Just as researchers made public their successful attempt of creating attack code for bypassing the protections of the latest version of Microsoft’s Enhanced Mitigation Experience Toolkit (v4.1), the Redmond giant has announced the preview release of EMET 5.0.

“EMET anticipates the most common actions and techniques adversaries might use in compromising a computer, and can help protect the computer by diverting, terminating, blocking and invalidating those actions and techniques. In recent 0-days, it has been an effective mitigation against memory corruption,” Chris Betz, senior director of the Microsoft Security Response Center in the Trustworthy Computing Group at Microsoft explained in a blog post.

Developers from the company’s EMET engineering team are currently demonstrating both the old and this new version of the security software at the RSA Conference currently taking place in San Francisco. They are also calling on users to test out the release and offer feedback on the new features and enhancements.

Two new protection features introduced in EMET 5.0 Technical Preview – on top of the 12 built-in security migrations included in version 4.1. – are the Attack Surface Reduction (ASR) and the Export Address Table Filtering Plus (EAF+).

As the name itself says, Attack Surface Reduction aims to reduce the attack surface of applications.

“It can be used as a mechanism to block the usage of a specific modules or plug-ins within an application,” the team explains. “For example, you can configure EMET to prevent Microsoft Word from loading the Adobe Flash Player plug-in, or, with the support of security zones, you can use EMET to prevent Internet Explorer from loading the Java plug-in on an Internet Zone website while continuing to allow Java on Intranet Zone websites.
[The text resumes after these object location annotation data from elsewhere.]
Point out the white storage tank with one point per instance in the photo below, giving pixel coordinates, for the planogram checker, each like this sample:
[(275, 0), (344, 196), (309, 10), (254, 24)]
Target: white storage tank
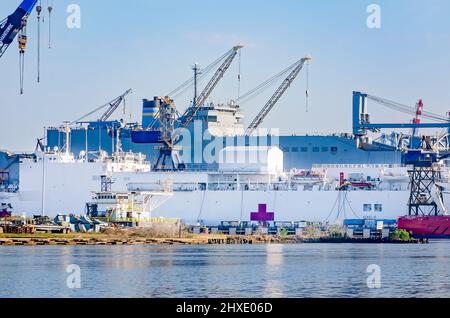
[(251, 159)]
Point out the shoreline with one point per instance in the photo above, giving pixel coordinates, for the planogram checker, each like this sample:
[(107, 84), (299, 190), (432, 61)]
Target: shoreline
[(111, 240)]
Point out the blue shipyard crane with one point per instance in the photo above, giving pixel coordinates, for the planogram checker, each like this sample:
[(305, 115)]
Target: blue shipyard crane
[(362, 122), (171, 126), (258, 120)]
The Adobe Flash Player and Java plug-ins are not the only ones you can block – the feature allows the user to configure it to his or her preference, both when it comes to plug-ins and security zones.

“EAF+ consolidates protection of lower-level modules and prevents certain exploitation techniques used to build dynamic ROP gadgets in memory from export tables,” they further explained.

The feature offers a number of additional safeguards such as additional integrity checks on stack registers and stack limits when export tables are read from certain lower-level modules, and the prevention of memory read operations on protected export tables when they originate from suspicious modules.

Additional hardening and default mitigation settings are also included and will be evaluated for inclusion in the final version.